Herr Kretschmer warnt vor Vertrauensverlusten für die Union in der Bevölkerung. Wir sagen: Zu spät – das Vertrauen der Bevölkerung hat die CDU bereits verloren.

(Widerspruch von der CDU)

Nur mit Warten auf Europa wird sie es nicht zurückgewinnen.

Vielen Dank.

(Beifall bei der AfD)

Herr Urban sprach für die AfD-Fraktion. Jetzt kommt die Fraktion BÜNDNIS 90/DIE GRÜNEN zu Wort. Herr Kollege Günther, bitte.
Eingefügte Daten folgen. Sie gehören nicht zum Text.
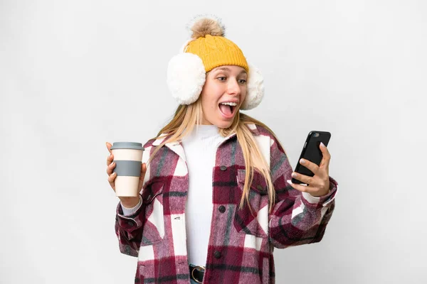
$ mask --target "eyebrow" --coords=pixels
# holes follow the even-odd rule
[[[231,72],[231,70],[230,68],[228,68],[228,67],[220,67],[216,68],[216,70],[215,71],[218,71],[218,70],[226,70],[226,71],[228,71],[228,72]],[[248,74],[248,72],[246,72],[246,70],[245,70],[244,69],[243,70],[241,71],[240,73],[238,73],[238,75],[240,75],[241,74]]]

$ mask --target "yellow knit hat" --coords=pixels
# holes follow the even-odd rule
[[[211,18],[204,18],[191,27],[193,40],[186,53],[198,55],[206,72],[221,65],[237,65],[249,70],[242,50],[233,42],[224,38],[224,28]]]
[[[179,104],[196,102],[204,86],[206,72],[222,65],[237,65],[248,72],[246,97],[241,109],[252,109],[264,97],[264,78],[248,64],[242,50],[224,37],[225,27],[216,17],[196,17],[189,25],[191,38],[168,63],[167,80],[172,97]]]

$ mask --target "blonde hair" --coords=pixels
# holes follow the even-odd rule
[[[156,139],[165,139],[156,147],[150,155],[147,165],[156,153],[167,143],[180,141],[185,136],[191,133],[196,124],[200,124],[202,115],[201,97],[201,96],[191,104],[180,105],[178,106],[171,121],[163,127],[157,134],[157,136],[154,138]],[[271,209],[275,200],[271,173],[270,167],[260,151],[251,130],[246,126],[246,124],[250,124],[264,127],[277,139],[275,135],[266,125],[248,115],[241,114],[240,111],[238,111],[236,114],[231,126],[228,129],[220,129],[219,133],[223,137],[226,137],[232,133],[236,133],[238,142],[242,148],[246,173],[240,208],[243,208],[245,202],[249,204],[249,192],[253,179],[253,172],[256,169],[265,180],[270,209]],[[164,135],[161,136],[162,133]],[[252,209],[251,209],[251,210]]]

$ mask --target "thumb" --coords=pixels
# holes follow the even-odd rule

Sehr geehrter Herr Präsident! Liebe Kolleginnen und Kollegen! Wir müssen einmal überlegen, vor welchem politischen Hintergrund wir eine solche Debatte führen. Wir haben weltweit eine Situation, in der sich die westliche Welt selbst zerlegt: Wir haben einen Trump, der die NATO für obsolet hält und der Handelskriege zwischen Europa und Amerika

anzettelt. Wir haben gerade den Brexit erlebt. Wir haben eine Situation, in der wir illiberale Demokratien innerhalb der EU haben. Da brauchen wir Deutschland eigentlich als Anker der Solidität für westliche Werte. Dafür steht auch Ihre Parteifreundin und Bundeskanzlerin dieses Landes, Frau Merkel, die Fahne unserer westlichen Werte hochzuhalten. Zu diesen gehört im Übrigen auch, dass man nicht Angst schürt vor Menschen als Gruppen, sondern dass man jeden Einzelnen als Individuum ernst nimmt.

(Beifall bei den GRÜNEN)

Dieses Angstschüren vor Gruppen ist auch genau dieses Bild, man müsse Grenzen dichtmachen, weil über diese Menschen zu uns kommen. Man erweckt also Ängste vor Menschen, die zu uns kommen, die man noch gar nicht kennt und von denen man noch gar nicht weiß, was diese hier vorhaben. Das ist genau das Gegenteil von den Werten, auf denen unsere freiheitlich-demokratische Grundordnung fußt, die den Einzelnen ernst nimmt. Das ist genau das, wofür Merkel weltweit einsteht, und das ist die Situation, wo Sie nicht gut daran tun, ihr Knüppel in den Rücken und zwischen die Beine zu werfen. Hier fordere ich Sie auf, Verantwortung zu übernehmen und das zu unterlassen, weil das Deutschland international und bei der Verteidigung unserer Werte schwächt.

(Beifall bei den GRÜNEN)

Nächstes Jahr feiern wir 30 Jahre friedliche Revolution, der wir gedenken. Da erinnere ich mich, wie wir damals auf die Straße gegangen sind für offene Grenzen und für einen Rechtsstaat, der das Individuum ernst nimmt.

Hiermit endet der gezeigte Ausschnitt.